The bivariate analyses of the present study confirmed these results since masticatory disability occurred mostly in edentate individuals with lower functional denture quality, who subsequently had lower scores in cognitive status. Such results show that the masticatory pathway mediates the association between oral health and cognitive status, and it has therefore been used in the regression model among potential predictors.
The present study has several potential limitations. First, the study design was cross-sectional, so caution must be used in the interpretation of the observed associations. However, there is emerging evidence from large-cohort longitudinal studies regarding the role of oral health in cognitive status, which may help to elucidate the mechanism [11], [13], [14], [23], [24], [25]. Secondly, cognitive status and mastication performance were ascertained by use of self-reported measures. Thirdly, even though depressive symptoms, age, and education were added to the multivariate model in order to account for their potential as confounders, we were not able to take into account several residual confounders, such as genetic and vascular risk factors. Moreover, we do not to assume that the analyses, even adjusted for confounders, establish the ‘causal part’ of the association between masticatory ability and cognitive function. Long-term cohort studies that integrate epidemiological and clinical data with neuropathological and neuroimaging information are needed to better understand the underlying mechanisms that link both oral status and mastication performance to neurodegeneration.

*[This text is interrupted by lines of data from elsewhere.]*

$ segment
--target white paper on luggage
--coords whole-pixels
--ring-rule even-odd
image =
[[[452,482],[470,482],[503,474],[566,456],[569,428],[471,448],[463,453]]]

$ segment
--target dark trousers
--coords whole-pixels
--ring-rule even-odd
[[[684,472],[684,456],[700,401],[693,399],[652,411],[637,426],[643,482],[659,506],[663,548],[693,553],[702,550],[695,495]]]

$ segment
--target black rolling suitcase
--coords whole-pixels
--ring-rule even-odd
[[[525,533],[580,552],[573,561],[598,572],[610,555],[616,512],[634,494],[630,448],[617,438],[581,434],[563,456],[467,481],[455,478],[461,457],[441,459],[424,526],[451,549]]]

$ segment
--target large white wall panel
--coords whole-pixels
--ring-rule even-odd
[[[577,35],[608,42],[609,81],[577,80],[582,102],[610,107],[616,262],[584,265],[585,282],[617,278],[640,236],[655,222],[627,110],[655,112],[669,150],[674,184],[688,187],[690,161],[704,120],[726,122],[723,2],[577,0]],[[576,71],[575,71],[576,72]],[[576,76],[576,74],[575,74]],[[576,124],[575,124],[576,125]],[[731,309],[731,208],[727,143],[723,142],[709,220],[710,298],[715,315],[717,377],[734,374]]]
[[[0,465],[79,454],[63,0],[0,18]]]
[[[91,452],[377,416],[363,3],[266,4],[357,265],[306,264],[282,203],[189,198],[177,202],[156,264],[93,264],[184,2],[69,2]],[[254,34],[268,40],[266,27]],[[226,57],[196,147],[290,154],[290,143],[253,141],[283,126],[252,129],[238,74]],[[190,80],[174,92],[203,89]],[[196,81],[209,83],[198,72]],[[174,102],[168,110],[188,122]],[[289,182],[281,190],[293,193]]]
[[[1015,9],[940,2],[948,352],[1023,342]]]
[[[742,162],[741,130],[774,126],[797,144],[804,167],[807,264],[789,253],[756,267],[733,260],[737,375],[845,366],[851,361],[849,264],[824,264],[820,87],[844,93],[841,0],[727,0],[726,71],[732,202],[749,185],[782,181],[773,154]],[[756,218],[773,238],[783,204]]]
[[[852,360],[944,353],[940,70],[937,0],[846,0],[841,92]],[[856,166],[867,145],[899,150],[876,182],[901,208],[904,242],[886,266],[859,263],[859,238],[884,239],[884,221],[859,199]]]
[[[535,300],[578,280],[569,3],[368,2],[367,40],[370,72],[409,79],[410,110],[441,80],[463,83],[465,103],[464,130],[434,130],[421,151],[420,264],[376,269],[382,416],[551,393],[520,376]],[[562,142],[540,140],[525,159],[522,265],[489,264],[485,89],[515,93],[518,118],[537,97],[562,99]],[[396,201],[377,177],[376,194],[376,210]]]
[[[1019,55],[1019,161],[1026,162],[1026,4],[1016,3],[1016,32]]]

Cognitive impairment is a major public health issue, and the development of preventive strategies is needed to decrease substantial risk of morbidity in elders.
5. Conclusion
These results suggest that cognitive status may be influenced by functional denture quality via the mastication pathway. There is a need for large-scale cohort studies with comprehensive assessments of oral health status, masticatory function, and cognitive activity with both objective and subjective measurement tools.